Before attempting any cutting, bracing or measuring, you should make sure the rest of the body is in good enough shape to be chopped. The roof is a major structural point of the vehicle, once the roof is off; the rest of the body will just fold outwardly if not held together properly. Make sure the doors line up properly before starting or they might just be worse when you finish. With that said,
Let’s get this chop started by showing the subject in its formal self:
The inside shows where someone had cleaned off the inside and covered it in white paint
We started by sanding the outside of the vehicle of all paint and any surface rust for better tacking.
Take measurements in different areas and mark them with permanent marker for later reference. Here is a couple of measurements that we recorded.
Rear window 14" at the tallest point
The measurement between the body-line to top bottom of the rain gutter is 19" (Someone removed the rain gutter on this one before we got our hands on it)
Edge of Quarter Window to edge of deck lid opening 21.5"
The following measuring points are very important in order to maintain an even windshield opening. Create an "X" inside the windshield opening. Make a mark of where you are measuring from and to. Remember to not bend the tape measure in any way or it will give you and erroneous reading. We measured 48 ¾" corner to corner of window opening edge.
We also measured the height of the windshield opening at 17"
Next, we measured and cut tubing to brace the inside of the body. If you want your chop to come out right, do not skip this crucial step.
We also pulled out the rear window and added bracing to it to keep it from flexing and make it stay in the same shape. Note: We installed the bracing on the outside but in hindsight, installing the bracing on the inside of the window frame would have made future steps a little easier.
Next comes laying out the cut lines with tape. Since we wanted to make sure we still had quarter windows when we finished the chop, we decided to best thing to do was to cut the windows out completely first and then reinstall it later to our liking. The arrows on the tape show which line of the tape to cut. Believe or not, that small step can make a huge difference when you are in the middle of making cuts.
We did not write how much we cut off the A pillars because to be honest, we had no idea how much we were going to cut off. Remember arrows point to which line to cut.
We used a couple of different tools to perform the following cuts. The ever popular and reliable Sawzall, an electric saw with a small metal blade (makes finer cuts and easier to control), a electric grinder with a cut off wheel attached to it.
Next, let the cutting begin.
We started with the quarter windows. Here you can see the process in action. The first picture shows where the electric grinder with cut off wheel was used to start the cuts and then the electric saw used to continue. The saw makes real fine line cuts which will be needed at a late time.

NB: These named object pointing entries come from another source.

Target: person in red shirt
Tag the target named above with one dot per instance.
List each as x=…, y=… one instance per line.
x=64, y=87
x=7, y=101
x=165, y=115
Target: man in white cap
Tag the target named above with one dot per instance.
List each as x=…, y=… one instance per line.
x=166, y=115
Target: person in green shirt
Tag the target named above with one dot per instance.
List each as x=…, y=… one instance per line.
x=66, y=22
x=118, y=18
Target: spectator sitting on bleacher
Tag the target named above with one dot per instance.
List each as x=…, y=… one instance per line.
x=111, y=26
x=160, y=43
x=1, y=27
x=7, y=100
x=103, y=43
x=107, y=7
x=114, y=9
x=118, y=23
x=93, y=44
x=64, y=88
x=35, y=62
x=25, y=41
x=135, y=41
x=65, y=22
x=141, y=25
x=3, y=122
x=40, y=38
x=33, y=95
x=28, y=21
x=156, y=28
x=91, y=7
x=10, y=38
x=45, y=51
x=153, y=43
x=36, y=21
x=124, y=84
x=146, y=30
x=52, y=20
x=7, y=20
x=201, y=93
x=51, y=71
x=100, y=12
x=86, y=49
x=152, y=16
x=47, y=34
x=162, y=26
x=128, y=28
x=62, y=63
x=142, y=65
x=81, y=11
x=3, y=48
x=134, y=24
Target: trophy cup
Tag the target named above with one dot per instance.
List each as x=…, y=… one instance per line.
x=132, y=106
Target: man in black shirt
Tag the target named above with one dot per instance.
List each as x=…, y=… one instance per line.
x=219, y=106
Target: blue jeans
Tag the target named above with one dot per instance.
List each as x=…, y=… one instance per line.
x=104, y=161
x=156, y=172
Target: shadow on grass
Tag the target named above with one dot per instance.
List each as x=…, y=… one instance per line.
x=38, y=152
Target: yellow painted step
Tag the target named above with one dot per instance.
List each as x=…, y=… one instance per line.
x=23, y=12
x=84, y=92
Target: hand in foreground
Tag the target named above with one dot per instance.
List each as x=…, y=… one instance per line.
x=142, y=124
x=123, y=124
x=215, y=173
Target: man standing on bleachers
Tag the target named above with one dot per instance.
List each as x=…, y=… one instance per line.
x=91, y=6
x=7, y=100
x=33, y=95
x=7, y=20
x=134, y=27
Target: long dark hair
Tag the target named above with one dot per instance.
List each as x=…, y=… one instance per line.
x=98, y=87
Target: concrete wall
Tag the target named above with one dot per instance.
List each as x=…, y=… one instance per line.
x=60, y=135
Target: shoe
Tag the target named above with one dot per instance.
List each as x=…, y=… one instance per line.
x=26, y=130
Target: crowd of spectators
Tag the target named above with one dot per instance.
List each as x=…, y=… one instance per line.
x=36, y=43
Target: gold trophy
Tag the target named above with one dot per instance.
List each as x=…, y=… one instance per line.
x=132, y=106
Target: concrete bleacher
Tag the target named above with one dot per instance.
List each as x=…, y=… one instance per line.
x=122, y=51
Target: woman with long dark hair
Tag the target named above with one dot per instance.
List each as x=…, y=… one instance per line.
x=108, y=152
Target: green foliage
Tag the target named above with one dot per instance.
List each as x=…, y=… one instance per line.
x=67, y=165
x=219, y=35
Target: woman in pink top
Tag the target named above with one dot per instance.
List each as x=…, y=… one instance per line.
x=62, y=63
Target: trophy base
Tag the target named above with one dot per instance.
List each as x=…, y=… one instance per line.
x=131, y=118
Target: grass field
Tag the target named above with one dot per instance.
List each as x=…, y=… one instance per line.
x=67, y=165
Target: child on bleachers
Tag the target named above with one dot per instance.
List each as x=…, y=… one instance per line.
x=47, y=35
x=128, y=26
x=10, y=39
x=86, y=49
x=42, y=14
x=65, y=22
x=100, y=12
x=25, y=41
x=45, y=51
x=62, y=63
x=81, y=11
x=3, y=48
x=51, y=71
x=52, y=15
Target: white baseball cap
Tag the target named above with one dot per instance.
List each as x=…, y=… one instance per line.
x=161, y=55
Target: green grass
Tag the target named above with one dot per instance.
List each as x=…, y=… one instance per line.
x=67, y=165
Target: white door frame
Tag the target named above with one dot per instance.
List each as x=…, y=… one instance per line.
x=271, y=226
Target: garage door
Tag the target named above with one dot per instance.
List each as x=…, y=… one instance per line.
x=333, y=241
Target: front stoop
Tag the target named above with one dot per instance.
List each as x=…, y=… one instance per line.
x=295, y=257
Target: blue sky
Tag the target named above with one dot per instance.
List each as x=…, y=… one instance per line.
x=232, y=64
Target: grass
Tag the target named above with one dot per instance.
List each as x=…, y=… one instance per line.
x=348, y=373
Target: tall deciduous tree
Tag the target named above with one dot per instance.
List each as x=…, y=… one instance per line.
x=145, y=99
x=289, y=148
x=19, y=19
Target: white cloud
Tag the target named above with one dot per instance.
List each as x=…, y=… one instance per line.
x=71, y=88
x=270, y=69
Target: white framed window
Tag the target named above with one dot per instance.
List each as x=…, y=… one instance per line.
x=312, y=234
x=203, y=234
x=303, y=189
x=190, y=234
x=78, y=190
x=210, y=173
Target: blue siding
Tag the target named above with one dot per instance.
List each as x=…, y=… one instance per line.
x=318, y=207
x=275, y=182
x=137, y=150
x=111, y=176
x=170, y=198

There is a lot of metal formed together at the top of the B Pillar. We cut straight through it and kept the curvature of the door opening with the quarter windows.
Once the quarters are out and you stop to look at what you have done while at the same time you wait for your heart rate to come down, go ahead of lop off the top of the doors.
The next cut will be the back of the roof. I must note that before you make this cut, draw several vertical lines that you can use for reference at a later time. I added them after we started cutting it, but it worked ok. After the cuts are done, the roof will be real floppy. We used some clamps to hold it while we cut the A pillars. The Sawzall came in handy when cutting the A pillars as there is a lot of metal to go through.
This is where you end up after the last step:
The next cut is a very tedious one and you will use the small electric saw for this one. We decided to cut it here to give us the best transition from deck lid to back window. There are two pieces of metal with very little room in between. The saw can only be inserted about ½" before the tip of it hits the next piece. Go slow and easy and you will get good results.
Here is the roof in two pieces.
Take a break, take a look at what you have accomplished and start thinking about how it is all going to go back together.